From April last year, it became compulsory for every employer in the UK to set up and contribute to a workplace pension scheme for all employees in its service. With this dramatic change to the pensions landscape, the need for a detailed pension loss report as part of every personal injury claim featuring a loss of earnings element became even more vital.
In practice, the new law means that every single employed person in the UK should now be a member of a pension scheme, unless they have specifically opted out, thus any claim for loss of earnings resulting from an accident, particularly one which may cause a long period of worklessness, should also include a pension loss element.
Types of pension
There are numerous different types of pension scheme available to the modern worker, but they can roughly be broken down into two types – the Defined Benefits (DB) schemes and the Defined Contributions (DC) schemes.
The former is the gold standard, and understandably so. Also commonly known as a “final salary” scheme it provides income to a retiree as a percentage of their salary at retirement. These were particularly popular among public sector employers, but are increasingly hard to come by in the modern era. They are very expensive to operate, and even where they do still exist many employers are regularly trying to shift them over to a “career average” model – still expensive to run, but less so than a final salary model as the payments are based on an employees average salary over their career (the career average model also helps mitigate certain well-known public service tricks of the trade, such as police officers opting to stay at the level of sergeant, with guaranteed overtime, rather than take the additional responsibility of promotion, then suddenly having a change of heart at the twilight of their career to bump up their final salary for retirement).
The second type, increasingly in favour since employers became legally required to offer pension schemes, sees contributions paid into an investment fund by the employer and/or employee.
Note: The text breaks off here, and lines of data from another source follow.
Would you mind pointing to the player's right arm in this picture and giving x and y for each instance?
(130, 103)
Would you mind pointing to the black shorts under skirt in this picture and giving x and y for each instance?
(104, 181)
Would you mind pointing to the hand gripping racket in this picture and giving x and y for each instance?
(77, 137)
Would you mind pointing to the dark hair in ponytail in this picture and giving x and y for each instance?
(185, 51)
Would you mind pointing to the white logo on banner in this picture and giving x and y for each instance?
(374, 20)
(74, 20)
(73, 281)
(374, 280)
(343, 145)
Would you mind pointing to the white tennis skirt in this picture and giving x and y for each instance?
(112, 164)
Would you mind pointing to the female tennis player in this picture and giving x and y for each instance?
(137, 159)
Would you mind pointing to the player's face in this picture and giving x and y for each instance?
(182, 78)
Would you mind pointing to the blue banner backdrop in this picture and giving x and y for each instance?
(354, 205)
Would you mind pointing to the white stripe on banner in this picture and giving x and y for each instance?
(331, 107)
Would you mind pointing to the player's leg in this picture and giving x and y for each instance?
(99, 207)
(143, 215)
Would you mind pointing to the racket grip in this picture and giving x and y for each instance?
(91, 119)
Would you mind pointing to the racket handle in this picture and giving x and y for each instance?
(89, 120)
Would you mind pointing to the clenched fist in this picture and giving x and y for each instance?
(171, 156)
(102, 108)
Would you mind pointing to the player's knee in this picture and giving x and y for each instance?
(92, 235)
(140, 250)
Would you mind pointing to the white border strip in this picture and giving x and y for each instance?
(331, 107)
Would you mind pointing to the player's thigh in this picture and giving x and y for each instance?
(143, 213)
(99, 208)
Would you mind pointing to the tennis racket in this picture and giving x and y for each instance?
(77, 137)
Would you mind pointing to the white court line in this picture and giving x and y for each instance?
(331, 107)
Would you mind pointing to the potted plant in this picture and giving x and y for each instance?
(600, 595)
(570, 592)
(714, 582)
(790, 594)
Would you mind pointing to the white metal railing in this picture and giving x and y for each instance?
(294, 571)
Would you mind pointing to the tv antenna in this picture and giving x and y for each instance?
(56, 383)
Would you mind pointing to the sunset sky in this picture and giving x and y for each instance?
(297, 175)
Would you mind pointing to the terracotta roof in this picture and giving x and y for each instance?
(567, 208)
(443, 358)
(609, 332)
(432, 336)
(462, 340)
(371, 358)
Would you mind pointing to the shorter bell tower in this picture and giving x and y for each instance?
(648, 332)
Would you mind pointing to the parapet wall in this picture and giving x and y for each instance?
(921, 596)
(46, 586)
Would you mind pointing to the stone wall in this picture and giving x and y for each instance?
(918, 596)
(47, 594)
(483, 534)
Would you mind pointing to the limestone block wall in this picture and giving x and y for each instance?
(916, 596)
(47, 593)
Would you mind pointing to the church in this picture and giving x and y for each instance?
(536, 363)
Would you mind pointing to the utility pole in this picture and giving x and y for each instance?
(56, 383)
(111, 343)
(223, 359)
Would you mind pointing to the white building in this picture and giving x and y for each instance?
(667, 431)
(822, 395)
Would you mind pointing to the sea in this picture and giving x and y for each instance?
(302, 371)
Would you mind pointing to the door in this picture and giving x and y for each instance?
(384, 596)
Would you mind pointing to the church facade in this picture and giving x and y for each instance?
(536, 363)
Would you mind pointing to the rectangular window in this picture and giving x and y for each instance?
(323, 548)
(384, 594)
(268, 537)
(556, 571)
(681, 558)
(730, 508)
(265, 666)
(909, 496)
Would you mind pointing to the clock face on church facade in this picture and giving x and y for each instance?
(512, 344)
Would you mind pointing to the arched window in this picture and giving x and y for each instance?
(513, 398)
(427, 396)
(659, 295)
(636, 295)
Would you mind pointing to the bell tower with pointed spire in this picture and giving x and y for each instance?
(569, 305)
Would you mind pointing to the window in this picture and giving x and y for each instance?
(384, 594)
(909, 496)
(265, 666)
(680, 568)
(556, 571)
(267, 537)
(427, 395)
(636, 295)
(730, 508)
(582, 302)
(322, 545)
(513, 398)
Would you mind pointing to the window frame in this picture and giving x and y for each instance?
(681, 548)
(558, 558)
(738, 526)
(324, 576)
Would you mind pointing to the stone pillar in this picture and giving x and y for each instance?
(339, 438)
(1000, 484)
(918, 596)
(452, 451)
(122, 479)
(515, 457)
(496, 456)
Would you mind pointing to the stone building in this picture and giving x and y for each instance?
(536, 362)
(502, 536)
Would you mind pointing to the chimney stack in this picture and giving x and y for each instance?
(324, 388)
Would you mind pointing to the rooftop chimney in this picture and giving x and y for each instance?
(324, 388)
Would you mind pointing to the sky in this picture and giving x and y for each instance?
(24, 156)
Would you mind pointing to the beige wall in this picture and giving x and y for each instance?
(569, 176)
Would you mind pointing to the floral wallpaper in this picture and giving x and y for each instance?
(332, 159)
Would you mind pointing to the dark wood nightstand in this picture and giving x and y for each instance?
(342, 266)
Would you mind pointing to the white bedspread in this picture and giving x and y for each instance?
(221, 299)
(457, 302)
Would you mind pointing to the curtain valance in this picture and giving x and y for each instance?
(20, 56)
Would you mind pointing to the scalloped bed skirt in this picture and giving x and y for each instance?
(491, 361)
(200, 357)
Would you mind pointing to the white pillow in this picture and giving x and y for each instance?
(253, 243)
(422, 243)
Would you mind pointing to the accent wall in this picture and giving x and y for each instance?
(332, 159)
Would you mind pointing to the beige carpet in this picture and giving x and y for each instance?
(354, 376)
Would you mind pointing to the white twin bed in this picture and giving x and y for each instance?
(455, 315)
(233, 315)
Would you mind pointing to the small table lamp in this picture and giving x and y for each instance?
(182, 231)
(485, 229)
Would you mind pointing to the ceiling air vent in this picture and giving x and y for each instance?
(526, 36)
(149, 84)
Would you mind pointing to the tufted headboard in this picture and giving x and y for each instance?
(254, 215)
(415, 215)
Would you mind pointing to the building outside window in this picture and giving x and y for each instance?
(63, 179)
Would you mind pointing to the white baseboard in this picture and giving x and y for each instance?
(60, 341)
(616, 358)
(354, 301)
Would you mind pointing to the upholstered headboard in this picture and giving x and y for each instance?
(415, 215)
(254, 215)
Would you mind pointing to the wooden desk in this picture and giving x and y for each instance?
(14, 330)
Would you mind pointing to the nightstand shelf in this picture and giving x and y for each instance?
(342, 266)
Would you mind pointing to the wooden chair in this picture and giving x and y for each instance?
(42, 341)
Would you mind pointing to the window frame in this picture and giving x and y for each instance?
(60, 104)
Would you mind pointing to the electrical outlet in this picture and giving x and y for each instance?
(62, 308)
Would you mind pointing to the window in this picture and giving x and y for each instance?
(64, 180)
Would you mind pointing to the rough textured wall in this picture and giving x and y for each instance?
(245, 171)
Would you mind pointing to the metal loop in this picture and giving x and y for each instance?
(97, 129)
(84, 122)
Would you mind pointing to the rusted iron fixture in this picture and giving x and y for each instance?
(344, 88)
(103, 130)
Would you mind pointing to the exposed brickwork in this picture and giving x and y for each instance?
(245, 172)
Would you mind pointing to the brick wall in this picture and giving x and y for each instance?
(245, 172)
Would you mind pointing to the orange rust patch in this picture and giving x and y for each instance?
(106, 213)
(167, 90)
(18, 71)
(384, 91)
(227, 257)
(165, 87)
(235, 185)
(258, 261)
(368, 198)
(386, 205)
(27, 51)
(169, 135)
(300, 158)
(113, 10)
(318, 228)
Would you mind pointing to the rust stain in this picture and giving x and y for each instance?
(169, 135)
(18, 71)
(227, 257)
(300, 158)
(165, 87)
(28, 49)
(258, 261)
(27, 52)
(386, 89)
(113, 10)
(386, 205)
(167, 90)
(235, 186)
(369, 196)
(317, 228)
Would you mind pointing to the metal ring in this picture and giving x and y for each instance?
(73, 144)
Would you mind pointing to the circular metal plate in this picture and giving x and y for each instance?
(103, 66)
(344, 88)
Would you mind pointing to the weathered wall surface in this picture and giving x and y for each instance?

The fund accumulates at a rate depending on the investments in it, and profits are converted into an annuity and/or lump sum at retirement. This can be a particularly complex area to agree on since there is no crystal ball currently available to claimants to tell them how their investment would have performed over the next 30 years had their accident not-curtailed their contributions.
But do I need advice?
There is still a school of thought among some that a pension loss report is something a claimant’s legal team can handle, particularly in a world where online calculators can enhance the old-fashioned “scribbled on a beer mat” school of loss calculation.
In reality they can’t, or at least they shouldn’t. The legal team are there to handle the legal side of proceedings, and it is neither reasonable, nor realistic, to expect them to simultaneously keep abreast of the latest changes to government-backed schemes, the tax implications of lump sum v annual income payments, the possibility that a claimant may be a member of multiple sections of a pension scheme, or multiple pension schemes, the availability of tax relief on hypothetical future pension payments, and much more.
As the number of pensions among potential claimants expands exponentially, so the complexity of the pensions landscape expands in direct proportion, and expert advice should be sought accordingly.
The only situations in which a pension report should potentially not be considered as essential are
*If the claimant was already retired and in receipt of pension benefits when the accident took place.
*If the claimant has found alternative employment with more attractive pension benefits since the accident.
*If the claimant was not a member of any pension scheme prior to the accident, and it can be proved that they would not have become a member of one in future. Given the obvious difficulties in achieving this, it can probably be reasonably assumed that that a pension loss report should be prepared in any case.
Also worth considering
It’s also worth noting, for those that may still think that the online calculator is their friend, that failure to employ an expert witness and present a detailed pension report can lead to claims of professional negligence if a claimant feels that their interests have not been best served. Anecdotally, it’s been noted that this is an area being heavily targetted by the growing army of professional negligence “specialists” on the high street.
Relying on an expert witness for your pension loss report shouldn’t just be about covering your own back though. You want the best outcome for your client, and in an area as complex and multi-faceted as this it seems common sense to let an expert in the field consider the variables and do the maths.